Lamentations 3:39 - Sermon Bible Commentary

Bible Comments

Lamentations 3:39

This question suggests two considerations; each of which demonstrates the injustice of the complaint Why should a living man complain? A living man! Life is still left thee; and of whatsoever thou hast been stripped, there is such a counterpoise in the continuance of life that complaint must be groundless. " A man for the punishment of his sins." There hath nothing befallen thee save the just recompense of thy misdoing. How can a complaint against justice be itself just. Thus are these two arguments of the text demonstrative of the unfairness of human complaint when the dealings of the Most High pass under review. These two arguments we will apply (1) to God's general dealings; (2) to His individual.

I. How easy and how common it is to discourse in a querulous and reproachful strain, on the fact of our being made to suffer for a forefather's transgressions, and on the fact of our deriving a polluted nature from guilt in which personally we took not any share. We forget, that although we did not ourselves elect Adam to act as our representative, we should, almost beyond doubt, have elected him, had it been put to our choice. For there was an infinitely greater probability that Adam, with the fate of millions committed to his keeping, would have watched diligently against the assaults of temptation, than that any lonely individual of his descendants, left to obey for himself and disobey for himself, should have maintained his allegiance and preserved his fidelity. In appointing mankind to stand or fall in Adam, God dealt with them by a measure of the widest benevolence. If so, complaint is at once removed by the second consideration which our text suggests. If there was nothing unjust in God's appointing Adam to act as our representative, then there is nothing inconsistent either with the strictest justice or the amplest benevolence in our being accounted to have sinned in Adam.

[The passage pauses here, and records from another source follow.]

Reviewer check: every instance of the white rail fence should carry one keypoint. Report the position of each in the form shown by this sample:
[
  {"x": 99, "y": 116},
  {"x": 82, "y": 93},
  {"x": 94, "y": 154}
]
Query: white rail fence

II. Consider the application of the text to the complaints called forth by individual affliction. (1) Our text represents affliction as a punishment, not of this sin, or of that sin, but generally for the punishment of man's sins. Therefore the complaint is to be met not by any demonstration that by one particular line of conduct the complaining individual has brought down a particular judgment, but simply by the fact of general sinfulness. When you remember that man is a transgressor, not only by imputation, but by every positive and personal working of evil, surely the marvel must be, not that so much of wormwood should drug the cup of human life, but that so much of sweetness should still have been left. (2) We are living men. And whatever the woe and bitterness of our portion, wherefore should living men complain? Life, when regarded as the seedtime of eternity, must appear to be so enormous in value that its sternest and most aggravated sorrows dwindle away into comparative nothingness. While man has life, he may win Christ. If it be a life of sickness, a life of widowhood, a life of captivity, yet all this deserves no mention in opposition to the privilege of existence. Life protracted may be a season when the Saviour is won, and the Saviour won is the universe our own.

H. Melvill, Penny Pulpit,No. 2216.

Lamentations 3:39

39 Wherefore doth a living man complain,k a man for the punishment of his sins?